I mean, they even screwed up their 20 million subscribers (subscribers don't matter anymore on Youtube) channel. Their last video is sitting on 9k views in 3 days!

Tasty, another Buzzfeed property which could have been valuable went all in on short form video (another useless metric) and ruined that channel.

Ok, now that I have trashed it, I guess I have to save it. This is what you do.

  1. Fire everyone. That is the thing Vivek got right. You have to fire every single person who works there. Keep "Hot Ones" ONE data engineer and everyone else is fired.
  2. Delete every single post/video but "Hot Ones." Yes, the website, the socials, and all of it. Delete it all. You are averaging SIX likes on a post. Delete them all, but keep the followers. Buzzfeed, as a brand, is dead.

  1. This is the big one, so listen closely, Vivek. Hold an auction for the accounts. But not a money type of auction. They are not buying the accounts; it is a "social" auction with a 50/50 split of revenue earned in perpetuity for all the accounts. Example:

Someone like the Bablyon Bee offers to "buy" the twitter account for Buzzfeed News because they know how to drive traffic via twitter.

Emma Chamberlain offers to "buy" Tasty because she wants to make food content around her coffee brand.

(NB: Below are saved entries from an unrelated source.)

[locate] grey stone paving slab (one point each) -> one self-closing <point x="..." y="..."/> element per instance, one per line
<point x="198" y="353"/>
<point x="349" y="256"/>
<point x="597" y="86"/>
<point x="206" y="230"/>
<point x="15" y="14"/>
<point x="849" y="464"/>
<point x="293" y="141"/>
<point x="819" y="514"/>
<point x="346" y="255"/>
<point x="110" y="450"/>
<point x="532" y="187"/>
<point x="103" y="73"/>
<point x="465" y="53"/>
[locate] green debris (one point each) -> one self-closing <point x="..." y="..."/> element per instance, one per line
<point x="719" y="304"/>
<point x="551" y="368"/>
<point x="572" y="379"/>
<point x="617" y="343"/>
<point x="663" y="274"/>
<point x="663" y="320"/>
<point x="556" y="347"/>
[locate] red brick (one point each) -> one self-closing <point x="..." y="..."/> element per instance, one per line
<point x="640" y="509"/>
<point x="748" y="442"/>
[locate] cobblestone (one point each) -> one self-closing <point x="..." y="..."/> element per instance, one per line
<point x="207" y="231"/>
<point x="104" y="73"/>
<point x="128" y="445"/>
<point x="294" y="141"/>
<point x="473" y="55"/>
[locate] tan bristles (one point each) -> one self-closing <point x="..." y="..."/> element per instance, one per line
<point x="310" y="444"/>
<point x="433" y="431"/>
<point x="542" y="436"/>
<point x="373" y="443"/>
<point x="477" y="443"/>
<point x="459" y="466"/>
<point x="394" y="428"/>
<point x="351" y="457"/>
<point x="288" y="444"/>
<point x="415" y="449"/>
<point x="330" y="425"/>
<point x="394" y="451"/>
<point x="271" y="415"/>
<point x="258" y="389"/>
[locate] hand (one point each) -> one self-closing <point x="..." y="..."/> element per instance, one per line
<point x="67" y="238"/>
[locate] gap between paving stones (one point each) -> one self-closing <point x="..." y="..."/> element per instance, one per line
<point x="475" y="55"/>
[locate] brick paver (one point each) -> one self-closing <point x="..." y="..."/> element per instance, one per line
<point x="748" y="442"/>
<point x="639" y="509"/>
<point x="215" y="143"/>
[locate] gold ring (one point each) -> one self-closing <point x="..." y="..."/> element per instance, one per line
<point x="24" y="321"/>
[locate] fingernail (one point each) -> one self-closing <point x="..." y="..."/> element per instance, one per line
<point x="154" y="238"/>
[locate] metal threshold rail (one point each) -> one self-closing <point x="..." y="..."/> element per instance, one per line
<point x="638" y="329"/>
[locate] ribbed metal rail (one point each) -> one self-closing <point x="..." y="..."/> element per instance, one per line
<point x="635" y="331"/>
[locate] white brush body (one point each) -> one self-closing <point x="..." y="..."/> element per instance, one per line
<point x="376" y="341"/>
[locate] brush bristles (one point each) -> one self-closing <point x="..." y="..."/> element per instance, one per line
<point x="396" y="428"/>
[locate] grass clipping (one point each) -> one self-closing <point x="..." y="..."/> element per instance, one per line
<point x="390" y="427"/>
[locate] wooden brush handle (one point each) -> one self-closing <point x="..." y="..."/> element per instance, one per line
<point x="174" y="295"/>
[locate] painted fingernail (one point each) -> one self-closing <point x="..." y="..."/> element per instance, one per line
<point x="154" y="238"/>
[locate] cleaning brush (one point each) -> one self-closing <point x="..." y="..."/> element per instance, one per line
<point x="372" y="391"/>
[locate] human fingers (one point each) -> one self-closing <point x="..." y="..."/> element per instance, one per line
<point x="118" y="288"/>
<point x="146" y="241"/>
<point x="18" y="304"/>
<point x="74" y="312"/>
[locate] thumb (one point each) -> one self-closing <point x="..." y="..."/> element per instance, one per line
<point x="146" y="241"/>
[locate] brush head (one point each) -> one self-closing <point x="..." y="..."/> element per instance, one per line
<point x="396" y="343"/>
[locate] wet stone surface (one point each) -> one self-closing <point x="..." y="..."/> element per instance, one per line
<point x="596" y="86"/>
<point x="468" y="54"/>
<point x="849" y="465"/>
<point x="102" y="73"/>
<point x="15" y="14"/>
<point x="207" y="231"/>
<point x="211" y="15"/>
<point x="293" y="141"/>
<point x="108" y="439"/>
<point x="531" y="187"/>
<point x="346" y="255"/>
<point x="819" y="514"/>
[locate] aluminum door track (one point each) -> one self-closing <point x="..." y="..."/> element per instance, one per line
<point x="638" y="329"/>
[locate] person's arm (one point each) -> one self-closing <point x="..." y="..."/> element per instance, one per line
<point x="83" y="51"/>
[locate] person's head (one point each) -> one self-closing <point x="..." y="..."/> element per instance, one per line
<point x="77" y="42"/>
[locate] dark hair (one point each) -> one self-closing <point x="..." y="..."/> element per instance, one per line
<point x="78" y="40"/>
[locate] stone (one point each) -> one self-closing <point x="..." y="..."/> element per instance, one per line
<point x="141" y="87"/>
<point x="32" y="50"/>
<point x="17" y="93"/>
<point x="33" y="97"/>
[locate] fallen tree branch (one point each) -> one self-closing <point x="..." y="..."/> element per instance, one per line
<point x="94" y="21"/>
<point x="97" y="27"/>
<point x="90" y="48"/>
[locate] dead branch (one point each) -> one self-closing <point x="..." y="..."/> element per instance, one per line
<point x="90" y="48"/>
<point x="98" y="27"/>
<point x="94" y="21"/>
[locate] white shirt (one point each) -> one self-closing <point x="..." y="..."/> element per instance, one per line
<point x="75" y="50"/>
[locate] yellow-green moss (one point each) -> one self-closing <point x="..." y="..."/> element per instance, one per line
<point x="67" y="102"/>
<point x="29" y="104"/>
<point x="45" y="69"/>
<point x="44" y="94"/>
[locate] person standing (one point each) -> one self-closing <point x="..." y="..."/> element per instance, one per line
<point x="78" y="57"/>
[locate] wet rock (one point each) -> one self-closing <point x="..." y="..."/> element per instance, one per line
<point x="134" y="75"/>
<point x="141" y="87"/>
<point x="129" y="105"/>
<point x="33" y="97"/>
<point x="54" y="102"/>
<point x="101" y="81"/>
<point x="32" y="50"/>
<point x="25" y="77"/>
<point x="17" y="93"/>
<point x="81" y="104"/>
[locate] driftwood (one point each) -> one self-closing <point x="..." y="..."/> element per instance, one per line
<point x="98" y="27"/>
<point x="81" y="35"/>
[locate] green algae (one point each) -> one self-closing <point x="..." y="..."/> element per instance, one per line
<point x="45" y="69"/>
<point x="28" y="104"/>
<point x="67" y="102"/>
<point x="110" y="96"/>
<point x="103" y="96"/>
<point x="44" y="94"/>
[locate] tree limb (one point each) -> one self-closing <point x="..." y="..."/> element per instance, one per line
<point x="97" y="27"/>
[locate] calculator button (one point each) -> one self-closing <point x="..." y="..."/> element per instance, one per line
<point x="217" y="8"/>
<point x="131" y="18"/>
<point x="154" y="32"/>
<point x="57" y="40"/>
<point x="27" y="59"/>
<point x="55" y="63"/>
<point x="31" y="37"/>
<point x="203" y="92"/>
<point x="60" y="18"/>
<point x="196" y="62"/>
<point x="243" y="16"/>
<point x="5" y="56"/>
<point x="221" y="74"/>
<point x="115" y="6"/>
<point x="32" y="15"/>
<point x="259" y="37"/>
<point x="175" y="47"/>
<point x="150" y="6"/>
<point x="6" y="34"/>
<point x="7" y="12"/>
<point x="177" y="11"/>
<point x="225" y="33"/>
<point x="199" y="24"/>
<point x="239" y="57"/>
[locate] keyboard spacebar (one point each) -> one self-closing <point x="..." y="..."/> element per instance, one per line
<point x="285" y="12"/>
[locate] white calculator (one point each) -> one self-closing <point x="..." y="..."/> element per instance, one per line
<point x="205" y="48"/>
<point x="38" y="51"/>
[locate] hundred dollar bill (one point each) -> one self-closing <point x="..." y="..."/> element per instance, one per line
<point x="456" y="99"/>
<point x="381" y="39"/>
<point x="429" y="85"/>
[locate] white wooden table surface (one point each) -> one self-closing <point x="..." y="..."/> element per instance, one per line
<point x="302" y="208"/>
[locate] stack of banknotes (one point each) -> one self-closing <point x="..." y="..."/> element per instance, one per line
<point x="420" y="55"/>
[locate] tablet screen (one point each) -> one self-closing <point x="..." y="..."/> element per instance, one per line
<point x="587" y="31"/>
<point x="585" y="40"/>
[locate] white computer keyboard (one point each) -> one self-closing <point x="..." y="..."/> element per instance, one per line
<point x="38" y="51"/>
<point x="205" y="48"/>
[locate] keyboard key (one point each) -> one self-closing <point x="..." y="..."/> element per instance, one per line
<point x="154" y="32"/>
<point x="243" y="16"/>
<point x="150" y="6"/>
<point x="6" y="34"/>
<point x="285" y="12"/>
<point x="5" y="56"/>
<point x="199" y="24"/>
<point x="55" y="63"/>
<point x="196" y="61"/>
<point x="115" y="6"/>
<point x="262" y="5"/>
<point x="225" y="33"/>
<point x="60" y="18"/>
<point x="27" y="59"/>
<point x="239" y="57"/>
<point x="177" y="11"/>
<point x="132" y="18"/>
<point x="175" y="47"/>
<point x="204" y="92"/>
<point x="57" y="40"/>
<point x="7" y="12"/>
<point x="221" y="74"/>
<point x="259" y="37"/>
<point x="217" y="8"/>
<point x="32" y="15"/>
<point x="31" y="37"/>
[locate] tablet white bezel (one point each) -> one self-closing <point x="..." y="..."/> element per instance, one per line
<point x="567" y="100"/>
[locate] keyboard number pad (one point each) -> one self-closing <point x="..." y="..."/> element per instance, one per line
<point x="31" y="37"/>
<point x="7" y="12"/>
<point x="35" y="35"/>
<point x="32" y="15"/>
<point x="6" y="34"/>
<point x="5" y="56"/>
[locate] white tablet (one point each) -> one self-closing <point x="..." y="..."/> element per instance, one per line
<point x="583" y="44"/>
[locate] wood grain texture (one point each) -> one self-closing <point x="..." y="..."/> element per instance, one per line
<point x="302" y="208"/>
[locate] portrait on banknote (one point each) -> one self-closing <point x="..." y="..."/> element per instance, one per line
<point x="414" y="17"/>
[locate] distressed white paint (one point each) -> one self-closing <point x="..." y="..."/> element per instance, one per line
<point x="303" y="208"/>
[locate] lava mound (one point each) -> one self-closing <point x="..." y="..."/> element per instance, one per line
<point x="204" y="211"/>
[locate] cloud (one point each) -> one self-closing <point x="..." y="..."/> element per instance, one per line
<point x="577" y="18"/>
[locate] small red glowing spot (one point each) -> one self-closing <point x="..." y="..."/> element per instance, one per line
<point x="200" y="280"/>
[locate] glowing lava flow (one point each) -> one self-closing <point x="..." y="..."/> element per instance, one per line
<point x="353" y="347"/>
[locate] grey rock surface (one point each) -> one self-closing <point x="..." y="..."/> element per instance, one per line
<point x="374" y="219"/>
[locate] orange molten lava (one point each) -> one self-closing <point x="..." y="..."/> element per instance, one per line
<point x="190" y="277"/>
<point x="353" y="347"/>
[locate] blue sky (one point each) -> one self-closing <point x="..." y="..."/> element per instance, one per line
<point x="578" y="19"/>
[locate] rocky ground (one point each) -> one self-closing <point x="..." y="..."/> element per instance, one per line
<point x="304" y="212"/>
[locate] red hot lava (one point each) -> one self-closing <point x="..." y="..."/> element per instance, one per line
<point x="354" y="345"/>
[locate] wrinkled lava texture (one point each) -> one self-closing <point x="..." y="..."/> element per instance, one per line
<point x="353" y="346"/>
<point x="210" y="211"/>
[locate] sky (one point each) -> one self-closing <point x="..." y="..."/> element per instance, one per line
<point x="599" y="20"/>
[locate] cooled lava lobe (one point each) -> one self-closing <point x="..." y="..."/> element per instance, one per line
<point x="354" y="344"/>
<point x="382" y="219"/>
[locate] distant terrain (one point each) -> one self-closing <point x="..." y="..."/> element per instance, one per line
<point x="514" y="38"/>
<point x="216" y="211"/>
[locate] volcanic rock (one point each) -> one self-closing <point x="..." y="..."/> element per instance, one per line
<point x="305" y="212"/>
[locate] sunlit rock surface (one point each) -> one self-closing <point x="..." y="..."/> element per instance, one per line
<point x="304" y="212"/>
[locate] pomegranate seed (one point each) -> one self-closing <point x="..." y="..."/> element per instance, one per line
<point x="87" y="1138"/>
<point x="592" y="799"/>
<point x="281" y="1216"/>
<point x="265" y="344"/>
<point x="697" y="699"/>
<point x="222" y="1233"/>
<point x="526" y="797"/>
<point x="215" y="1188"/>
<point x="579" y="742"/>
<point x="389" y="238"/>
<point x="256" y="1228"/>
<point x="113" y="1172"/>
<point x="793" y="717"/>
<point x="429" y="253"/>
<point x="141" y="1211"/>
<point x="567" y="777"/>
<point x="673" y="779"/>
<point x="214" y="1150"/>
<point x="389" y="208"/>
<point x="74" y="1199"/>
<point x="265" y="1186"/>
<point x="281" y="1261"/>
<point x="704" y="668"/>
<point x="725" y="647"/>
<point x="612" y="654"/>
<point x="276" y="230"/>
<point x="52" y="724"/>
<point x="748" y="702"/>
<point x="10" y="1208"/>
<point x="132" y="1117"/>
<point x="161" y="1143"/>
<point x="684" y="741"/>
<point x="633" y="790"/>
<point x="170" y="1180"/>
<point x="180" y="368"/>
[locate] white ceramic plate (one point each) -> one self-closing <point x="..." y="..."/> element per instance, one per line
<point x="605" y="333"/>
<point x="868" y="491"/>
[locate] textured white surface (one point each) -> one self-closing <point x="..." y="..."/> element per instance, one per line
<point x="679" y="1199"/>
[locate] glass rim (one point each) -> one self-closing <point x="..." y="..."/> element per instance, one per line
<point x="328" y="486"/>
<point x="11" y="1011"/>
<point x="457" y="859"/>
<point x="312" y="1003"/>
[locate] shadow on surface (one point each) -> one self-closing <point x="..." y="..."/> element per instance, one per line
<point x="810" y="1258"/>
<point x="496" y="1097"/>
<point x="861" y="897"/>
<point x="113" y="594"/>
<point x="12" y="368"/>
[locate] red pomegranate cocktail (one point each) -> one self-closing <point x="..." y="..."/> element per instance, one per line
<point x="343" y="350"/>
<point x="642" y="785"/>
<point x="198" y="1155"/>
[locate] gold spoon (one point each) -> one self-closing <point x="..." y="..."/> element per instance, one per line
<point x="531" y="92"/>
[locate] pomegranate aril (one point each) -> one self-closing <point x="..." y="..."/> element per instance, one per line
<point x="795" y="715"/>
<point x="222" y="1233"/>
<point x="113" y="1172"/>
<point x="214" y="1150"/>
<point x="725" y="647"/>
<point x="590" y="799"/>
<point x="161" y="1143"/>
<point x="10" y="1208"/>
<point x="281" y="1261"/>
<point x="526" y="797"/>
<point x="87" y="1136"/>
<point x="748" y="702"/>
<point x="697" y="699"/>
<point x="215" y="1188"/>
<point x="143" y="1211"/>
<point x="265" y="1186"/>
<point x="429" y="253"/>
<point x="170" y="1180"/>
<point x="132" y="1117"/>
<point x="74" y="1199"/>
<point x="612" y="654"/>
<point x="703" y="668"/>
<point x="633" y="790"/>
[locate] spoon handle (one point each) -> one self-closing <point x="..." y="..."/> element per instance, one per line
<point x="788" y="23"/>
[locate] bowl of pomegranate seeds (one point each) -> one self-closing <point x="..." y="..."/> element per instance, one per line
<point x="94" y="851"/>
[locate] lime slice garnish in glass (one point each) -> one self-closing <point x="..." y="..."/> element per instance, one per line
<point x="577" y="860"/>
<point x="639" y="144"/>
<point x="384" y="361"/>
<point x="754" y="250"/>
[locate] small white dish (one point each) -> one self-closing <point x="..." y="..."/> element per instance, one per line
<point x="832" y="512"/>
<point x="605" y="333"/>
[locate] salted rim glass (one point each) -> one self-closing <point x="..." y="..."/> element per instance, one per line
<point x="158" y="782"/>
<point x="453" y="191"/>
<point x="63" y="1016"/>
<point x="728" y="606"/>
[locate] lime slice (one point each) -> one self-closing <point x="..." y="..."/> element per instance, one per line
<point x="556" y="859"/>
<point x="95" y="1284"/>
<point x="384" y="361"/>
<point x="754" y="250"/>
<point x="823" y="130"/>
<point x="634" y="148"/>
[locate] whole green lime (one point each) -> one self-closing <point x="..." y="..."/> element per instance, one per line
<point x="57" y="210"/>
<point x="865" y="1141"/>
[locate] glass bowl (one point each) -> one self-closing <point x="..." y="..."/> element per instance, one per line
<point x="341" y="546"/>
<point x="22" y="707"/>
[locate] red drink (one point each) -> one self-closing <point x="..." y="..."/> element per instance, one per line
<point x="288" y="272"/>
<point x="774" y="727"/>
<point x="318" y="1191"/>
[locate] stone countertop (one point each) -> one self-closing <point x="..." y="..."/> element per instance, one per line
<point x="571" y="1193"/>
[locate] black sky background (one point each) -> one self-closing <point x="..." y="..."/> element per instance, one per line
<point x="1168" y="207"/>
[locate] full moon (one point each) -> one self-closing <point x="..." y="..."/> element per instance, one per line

  1. The one data engineer you kept in #1 is there to track everything and rebrand the website as the first-ever "social capital" tracker. They show how XYZ made money from Instagram, How ABC made money from Snapchat, etc. You show all the revenue from each account, and people will visit the website daily to see what's happening. Did prominent YouTubers ruin the channel they "bought," or are they making millions more? No one will want to fail because all their numbers will be there daily for people to see.

No one is coming to "work for" Buzzfeed or to "partner" on the accounts unless they can fully take it over. Kill the brand and let the real internet people make you rich. You can't "hire" them. You trade them the distribution for money, or you just wasted $5 million bucks, Vivek.

(unless it was a pump-and-dump scheme, which it probably was, in which case, good for you, Vivek.)